Your answer – 64! (This will include MS Office updates as well as Windows) – that is before the countless other updates in the way of Firefox, Flash Player, Adobe Reader, Java and other countless sundry bits and pieces – though thankfully these are all automated.
Next uninstall some of the assorted junk that’s found itself onto the machine and I’m two hours down the line before I get to the main task in hand, loading the 500MB download of Quickbooks 2010 software. Quickbooks is a popular accounting software package.
Now my experience in the past is that Quickbooks is notoriously fickle.

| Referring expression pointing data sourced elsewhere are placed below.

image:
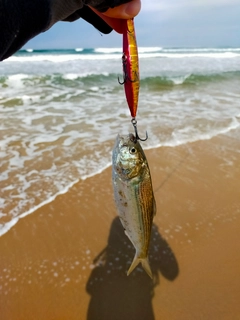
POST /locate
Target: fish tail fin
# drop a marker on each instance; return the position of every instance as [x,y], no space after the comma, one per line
[145,265]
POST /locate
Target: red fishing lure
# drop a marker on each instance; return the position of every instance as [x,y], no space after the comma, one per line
[130,66]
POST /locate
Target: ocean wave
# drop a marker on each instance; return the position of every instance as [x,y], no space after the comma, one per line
[158,82]
[58,56]
[109,81]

However on reading up on-line while I was waiting for the myriad of updates to load it seems that Intuit have finally come into the ‘real world’ of corporate computing and made Quickbooks run as a ‘limited user’ (I guess because they’ve got to do this to have vista/7 support were even an Admin user is not running ‘administrator’ rights all the time).
Good news after much loading time (including various .net frameworks, some Office 2003 integration tools and other various bits and bobs as well as Quickbooks itself) all seemed to work, bar the fact that the install was anything but ‘quick’. I’ll stand-by to eat my words about it “all working” once our finance guy has got his mits on the laptop.
So onto the other two points of my title for this post.
All this extended evening activity lead me to a couple of listening opportunities, the first was to a radio programme that I’d not normally tune into and found myself fascinated by an Iranian drama piece on the Persian Seda programme. I didn’t understand a word of it, but found myself drawn in by the drama of the different tones of voices. Although it was spoken word there is almost a musical quality to the delivery.
This is a great example of were radio works uniquely. I’d never think of downloading a Persian podcast or search out such content on a streaming audio service, but did discover something I enjoyed via the radio.
Once I’d concluded my software wrangling duties at what some may call “supper time” I could finally jump on the train and got out my Walkman (by such I don’t mean I’m retro and playing cassette tapes, rather it is my Sony ‘iPod clone’) and “discovered” – Burst of the Worst – which gave me some much needed light relief and a few chuckles. Now this was another nice discovery but in a different way. I’d made a deliberate decision to download these podcasts, most of which are somewhat different to this “Christmas tape” edition. An interesting thought for podcasters why not occasionally throw in something a little different. The listener can always just skip past it. Obviously in this case Jonathan Marks is podcasting archive radio programmes, so perhaps decades ago him and his team were doing just this on the radio.